First off, mapping an entire CPU to an FPGA cluster is a design challenge itself. Assuming you can build an FPGA cluster large enough to hold your CPU, and reliable enough to get work done on it, you have the problem of partitioning your design across the FPGA's. Second problem: observability. In a simulator, you can probe anywhere trivially, with an FPGA cluster, you must route the probed signal to something you can observe. (I am not even going to talk about getting stimulus in and results out, since with FPGA or simulator, either way you have that problem, it is just different mechanics.)
The big problem is that an FPGA models each signal with two states: 1 and 0. A logic simulator can use more states, in particular U or "unknown". All latches should come up U, and getting out of reset (a non-trivial problem), to grossly oversimplify, is "chasing the U's away". An FPGA model could, in theory, model signals with more than two states. The model size will grow quickly.
Source: Once upon a time I was pre-silicon validation manager for a CPU you have heard of, and maybe used. Once upon a time I was architect of a hardware-implemented logic simulator that used 192 states (not 2) to model the various vagaries of wired-net resolution. Once upon a time I watched several cube-neighbors wrestle with the FPGA model of another CPU you have heard of, and maybe used.
Note: What would 3 state truth tables look like, with states 0,1,U? 0 and 1 is 0. 0 and U is 0. 1 and U is U -- etc. You can work out the rest with that hint, I think.
Edit to add: Why are U's important? They uncover a large class of reset bugs and bus-clash bugs. I once worked on a mainframe CPU where we simulated the design using a two-state simulator. Most of the bugs in bring-up were getting out of reset. Once we could do load-add-store-jump, the rest just mostly worked. Reset bugs suck.

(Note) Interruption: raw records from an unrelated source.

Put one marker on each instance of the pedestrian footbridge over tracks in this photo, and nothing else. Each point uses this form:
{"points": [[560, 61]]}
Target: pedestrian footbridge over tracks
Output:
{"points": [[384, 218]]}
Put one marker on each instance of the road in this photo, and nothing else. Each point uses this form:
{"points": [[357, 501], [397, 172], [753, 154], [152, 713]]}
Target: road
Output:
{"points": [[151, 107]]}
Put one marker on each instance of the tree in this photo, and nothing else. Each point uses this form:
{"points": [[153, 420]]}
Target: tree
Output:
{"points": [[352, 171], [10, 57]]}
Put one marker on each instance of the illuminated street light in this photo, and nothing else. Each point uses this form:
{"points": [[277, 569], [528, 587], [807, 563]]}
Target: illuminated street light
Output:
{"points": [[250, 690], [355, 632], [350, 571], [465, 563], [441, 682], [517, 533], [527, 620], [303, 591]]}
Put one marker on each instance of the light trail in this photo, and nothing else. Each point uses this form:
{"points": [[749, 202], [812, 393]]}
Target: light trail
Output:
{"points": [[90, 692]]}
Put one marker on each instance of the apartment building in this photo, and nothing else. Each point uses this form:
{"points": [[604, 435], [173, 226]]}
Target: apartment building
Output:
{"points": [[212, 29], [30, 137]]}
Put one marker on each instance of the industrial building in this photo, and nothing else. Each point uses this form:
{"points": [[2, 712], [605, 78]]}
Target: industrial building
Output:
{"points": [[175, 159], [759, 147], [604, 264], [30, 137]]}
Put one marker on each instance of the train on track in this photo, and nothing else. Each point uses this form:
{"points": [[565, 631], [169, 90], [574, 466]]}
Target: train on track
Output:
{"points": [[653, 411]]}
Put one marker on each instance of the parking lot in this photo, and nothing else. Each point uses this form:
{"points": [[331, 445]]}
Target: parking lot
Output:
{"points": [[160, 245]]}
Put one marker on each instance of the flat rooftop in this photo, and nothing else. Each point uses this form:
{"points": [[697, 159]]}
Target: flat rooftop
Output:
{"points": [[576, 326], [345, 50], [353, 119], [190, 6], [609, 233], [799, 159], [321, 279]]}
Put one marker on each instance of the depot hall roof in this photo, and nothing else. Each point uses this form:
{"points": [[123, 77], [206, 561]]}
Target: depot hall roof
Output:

Indeed they do. And even if you have working chips you get the next stage: board level reset bugs. A MC68K board I helped develop didn't want to boot, some nasty side effect of a reset line that didn't stay at the same level long enough stopped the CPU from resetting reliably when everything else did just fine. That took a while to debug.
Because it's substantially faster. Simulating a large CPU design in software is slow and it doesn't parallelise well, so your tests will take a lot longer (and these aren't fast even with FPGA acceleration: runtimes can be days or weeks if you're running a large fraction of the design for even a tiny amount of time in the simulation).
SW-based simulation is mostly about functional correctness and robustness of an implementation. Even with cycle-accurate simulations there is a lot of data you can't just extrapolate from simulation results pertaining to timing and performance constraints. And that's where emulating CPU/GPU/ASIC designs generally help the most.